Live From The Cutting Room Floor

It has been 11 years since I was just beginning middle school, when I realized I wanted to be that woman on the TV that I had watched everyday as I got ready in the mornings…and maybe one day, inspire a younger me.

When I first declared my major in Television Journalism, I didn’t realize the depth of work I signed myself up for, nor did I realize I would love every minute of it.

TVJ students at WVU really get that hands on training from beginning to end. I am currently a part of the SOJ Spring 2012 Newscast and I couldn’t ask to be a part of a better crew. Everything is just like a real newsroom. That’s what I love about this program, they put you in real world situations so when you really get out there, you’re one step-ahead of your competition. Now you have the opportunity to be ahead of the rest as well, right here, right now…live from the cutting room floor.

Every Monday morning, the crew holds a news meeting to pitch story ideas to our teacher. We all must have 3 ideas that are related to our beat. We work on a beat system so that every student has a clear focus for each of their individual stories. I am the Entertainment Reporter (and Assistant Producer), and believe it or not, it is one of the toughest beats to have in Morgantown.

After we all have pitched our ideas to Professor Dahlia, she helps us choose the best one.  We are given three days to set up and shoot interviews, catch b-roll and edit our package. After the producer’s meeting, the top 5 reporters with the best packages that week receive a phone call informing them that they have made show. One thing I love about that is; it is different every week, so everyone has a shot at making show and even being live on set. After this is when all of the fun begins…

Bright and early every Wednesday morning, the crew meets at the studio for the current week’s taping.
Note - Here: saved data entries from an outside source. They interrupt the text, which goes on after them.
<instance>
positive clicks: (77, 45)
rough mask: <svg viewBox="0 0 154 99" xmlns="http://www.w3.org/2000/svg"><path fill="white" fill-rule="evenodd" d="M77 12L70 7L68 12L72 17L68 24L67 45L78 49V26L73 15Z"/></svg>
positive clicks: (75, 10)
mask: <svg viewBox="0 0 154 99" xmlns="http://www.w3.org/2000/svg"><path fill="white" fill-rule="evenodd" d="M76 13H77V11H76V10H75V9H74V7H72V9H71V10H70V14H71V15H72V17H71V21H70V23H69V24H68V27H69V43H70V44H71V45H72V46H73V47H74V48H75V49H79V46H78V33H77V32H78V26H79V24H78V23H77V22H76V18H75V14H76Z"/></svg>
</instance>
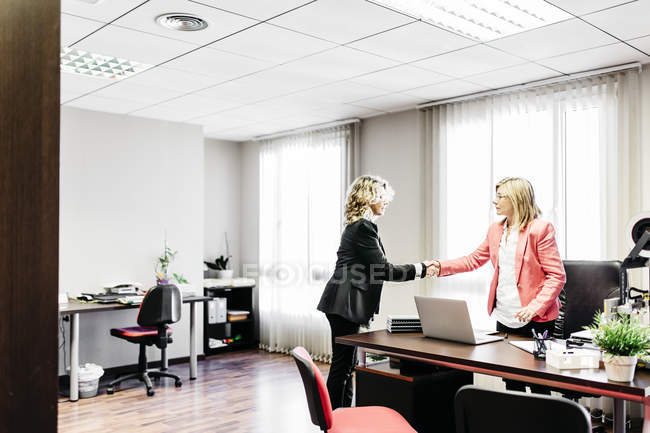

Right now we are taping episode 6 with our anchors Josh Marshall and Alex Koscevic. We all work as a team and try to help each other as best as we can so the show goes as smooth as possible. We all are assigned different positions and plan to master them well before the end of the semester. Our director Wayne really takes control of situations and has a lot of energy back in control room and our producer Caitlin is a perfect fit. Both of their energies really aid the process and it is received by everyone on set.

There are so many technical positions during a newscast, so you really have to be paying attention at all times. One thing I hear almost every week?…”TIME IS MONEY!!!”, and it’s true. The University invests a lot of money in the journalism school. Whether it is new HD cameras, tripods, Mac computers, and the most expensive investment of all…the studio at the Waterfront where all of the magic happens.

As I approach the end of my journey here at the J school, I realize now that all of the late nights and early mornings in the edit lab are already paying off.


  1. I’ve been keeping up with WVU News tapings and think all of you are doing a great job! You mentioned how the entertainment beat is surprisingly difficult in Morgantown. Why is that? And what have you had to do to compensate for the challenges it’s brought about? Here’s a link to a post from the Journalism blog of the Glasgow School for Business and Society at Glasgow Caledonian University that discusses covering the entertainment beat:

    • Autumn L. said:

      Thanks for the link! Pretty cool info on there 🙂 But to answer your question, the entertainment beat is a tougher beat to have for many reasons. Although people, especially students in Morgantown know about the nightlife and it’s reputation, our newscast represents the school and I do not want to come off like I would be promoting drinking-especially underage drinking. Also, even though Morgantown hosts many concerts and events at the CAC, most shows do not allow cameras-even if it is for the news. If we have guest speakers, I would have to contact their PR people or their agents and that is a whole process that could take weeks to set up. That wouldn’t be such a problem if I wasn’t constrained to shooting, editing, and having my package complete in three days. To overcome some of these obstacles I try to focus my stories on open-to-the-public events or fundraisers that have an entertaining edge.

  2. Entertainment usually is a bunch of fluff to some people but you can look beyond the typical subject matter. You can expand into healthy areas as well…..check into some of the farms around Morgantown and see the kinds of events they hold.

    • Autumn L. said:

      That’s exactly my point. Entertainment can be fluff and WVU News is pretty traditional so it was kind of difficult to add in entertainment to the show sometimes. I took it upon myself to make it happen though.